Issue with using sparse matrix representation for a pruned model

So, I have trained a model and pruned it using unstructured pruning, which has converted some weights to zero. But the inference time hasn’t improved much, since the 0 weights are also participating in the matrix multiplication at the inference. Since autograd doesn’t support sparse matrix calculation, I’ve retrained the pruned model with it’s dense layer and later I converted it to sparse matrix. But when I used it for evaluation it’s giving me following error:

y_preds = model(X_batch)
File “/sys_apps_01/python/python310/lib/python3.10/site-packages/torch/nn/modules/module.py”, line 1501, in _call_impl
return forward_call(*args, **kwargs)
File “/jupyterhubenc/e132293/Pruning/utils/nn_architecture.py”, line 105, in forward
out = self.fc1(x)
File “/sys_apps_01/python/python310/lib/python3.10/site-packages/torch/nn/modules/module.py”, line 1501, in _call_impl
return forward_call(*args, **kwargs)
File “/sys_apps_01/python/python310/lib/python3.10/site-packages/torch/nn/modules/linear.py”, line 114, in forward
return F.linear(input, self.weight, self.bias)
RuntimeError: addmm_sparse_dense: expected either ‘mat1’ to have sparse layout and ‘mat2’ to have strided layout, got ‘mat1’ with layout Strided and ‘mat2’ with layout Sparse

code for the same:
def evaluation( model,test_loader,device,y_test_data):

model.eval()
all_predictions = []

start_time = time.time()

with torch.no_grad():
    for X_batch in test_loader:
        X_batch = X_batch.to(device)
    
        y_preds = model(X_batch)
        
        all_predictions.append(y_preds.view(-1, 2).cpu().numpy())

end_time = time.time()
inference_time = end_time - start_time

print("Inference time:", inference_time, "seconds")

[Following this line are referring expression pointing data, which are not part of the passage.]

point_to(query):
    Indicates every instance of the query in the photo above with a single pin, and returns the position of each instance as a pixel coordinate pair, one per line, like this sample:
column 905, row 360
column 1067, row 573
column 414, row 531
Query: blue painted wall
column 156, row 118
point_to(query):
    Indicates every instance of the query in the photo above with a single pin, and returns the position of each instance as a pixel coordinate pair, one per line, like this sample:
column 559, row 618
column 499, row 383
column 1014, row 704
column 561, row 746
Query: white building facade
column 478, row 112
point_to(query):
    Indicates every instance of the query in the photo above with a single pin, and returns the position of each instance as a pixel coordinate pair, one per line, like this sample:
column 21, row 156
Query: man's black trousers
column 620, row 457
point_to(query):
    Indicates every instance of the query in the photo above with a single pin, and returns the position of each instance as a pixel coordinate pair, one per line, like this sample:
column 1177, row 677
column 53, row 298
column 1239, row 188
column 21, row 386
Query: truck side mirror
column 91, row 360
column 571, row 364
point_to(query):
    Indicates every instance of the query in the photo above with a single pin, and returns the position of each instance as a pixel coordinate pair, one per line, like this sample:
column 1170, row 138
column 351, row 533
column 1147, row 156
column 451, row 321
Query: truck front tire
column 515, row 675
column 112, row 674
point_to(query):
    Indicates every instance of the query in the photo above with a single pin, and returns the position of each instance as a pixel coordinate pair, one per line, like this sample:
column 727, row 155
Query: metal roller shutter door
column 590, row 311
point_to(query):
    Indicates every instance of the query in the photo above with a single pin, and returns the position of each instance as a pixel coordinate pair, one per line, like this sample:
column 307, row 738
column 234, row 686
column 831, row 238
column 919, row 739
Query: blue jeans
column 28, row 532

Is there any way I can fix this or I can remove the zero weights from pruned model in order to reduce the inference time/

Similar thread discussing the same.

This link shows how to actually remove the weights via structured pruning.

Hi, @Soumya_Kundu custom structured pruning will definitely reduce parameters, but is there no any way that I can do the same thing in unstructured pruning also by completely removing zero weights. Is this not achievable with sparse matrix representation?

Specifically for that, you can have a read of this: Pruning doesn't affect speed nor memory usage · Issue #36214 · pytorch/pytorch · GitHub

TLDR Code:

import torch
import torch.nn.utils.prune as prune

t = torch.randn(100, 100)
torch.save(t, 'full.pth')

p = prune.L1Unstructured(amount=0.9)
pruned = p.prune(t)
torch.save(pruned, 'pruned.pth')

sparsified = pruned.to_sparse()
torch.save(sparsified, 'sparsified.pth')

I am not sure as to how you can integrate this into an end to end pipeline.